On Aug. 24, at Cape Spear, Newfoundland and Labrador, the Rick Hansen 25th Anniversary Relay began. Retracing the Canadian segment of the original Man In Motion World Tour, this time 7,000 participants from across Canada who have made their own difference in the lives of others engaged in motion.

Dr. Donna Hardy Cox was one of them. The School of Social Work professor, and long-time advocate for people with disabilities, is one of the medal-bearers. She carried the Rick Hansen Medal, which was specially produced by the Royal Canadian Mint for the relay, and joined with others across the country who will run, walk, wheel or bike their segments.

One of the goals of the relay is to bring people together to raise awareness about accessibility and inclusivity. A celebration ceremony at the end of each relay day will recognize these outstanding individuals who are making a difference.

Dr. Hardy Cox has been an advocate for accessibility since she started volunteering with Girl Guides. She realized that youth with physical challenges were quite capable of participating in many activities, including camping at a time when it was not a common occurrence. At a time when considerations weren't being made for people with disabilities, Dr. Hardy Cox saw the importance of supporting opportunities to help others gain access to such experiences.

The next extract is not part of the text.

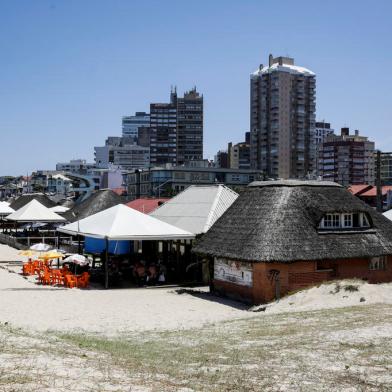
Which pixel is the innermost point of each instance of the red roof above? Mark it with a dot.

"I knew what they were capable of," she said. "I saw what they were able to do."
This mindset followed her into her university years. As a student at Memorial, she served as vice president of the student union. This platform allowed her to advocate for student groups and in particular those students with disabilities. During her time at Carleton University, she drew inspiration from the great services provided there, such as attendant care in student residences.

"It was inspiring to see all the work that made it happen," she said, regarding the Carleton services.

In 1985, Dr. Hardy Cox attended a national student conference on disabilities, called NEEDS, which further stirred a desire to make the Memorial campus more accessible. In addition to those with mobility challenges, she also focused her attention on accessibility for those with mental, visual, and hearing impairments.
Along with the hard work of others on campus, she was involved with the creation of the Blundon Centre, named after Glenn Roy Blundon, a former Memorial student.

"He was great," Dr. Hardy Cox remembers. "Despite his challenges, his presence and involvement in student life provided an example to others of the possibilities of being fully integrated in the university. He broke a lot of barriers."

Today, many services are available at Memorial for students with disabilities—including sign language interpretation, wheelchair desks, elevators, and amplified telephones.

"It's amazing how far we've come, but we still have work to do," Dr. Hardy Cox says about the province. "Things that we never thought of a few years ago, like curb cut down for sidewalks, (are) now part of building codes."

As a result of her dedication, Dr. Hardy Cox was asked to participate in the Rick Hansen relay. She ran a leg of the relay in central Newfoundland on Aug. 28 before the medal continued on its 12,000 km journey towards the Pacific Ocean. She says: "It's an event that is symbolically important for heightening people's awareness of the issues that we still face today and for building upon the tremendous advancements we've already made."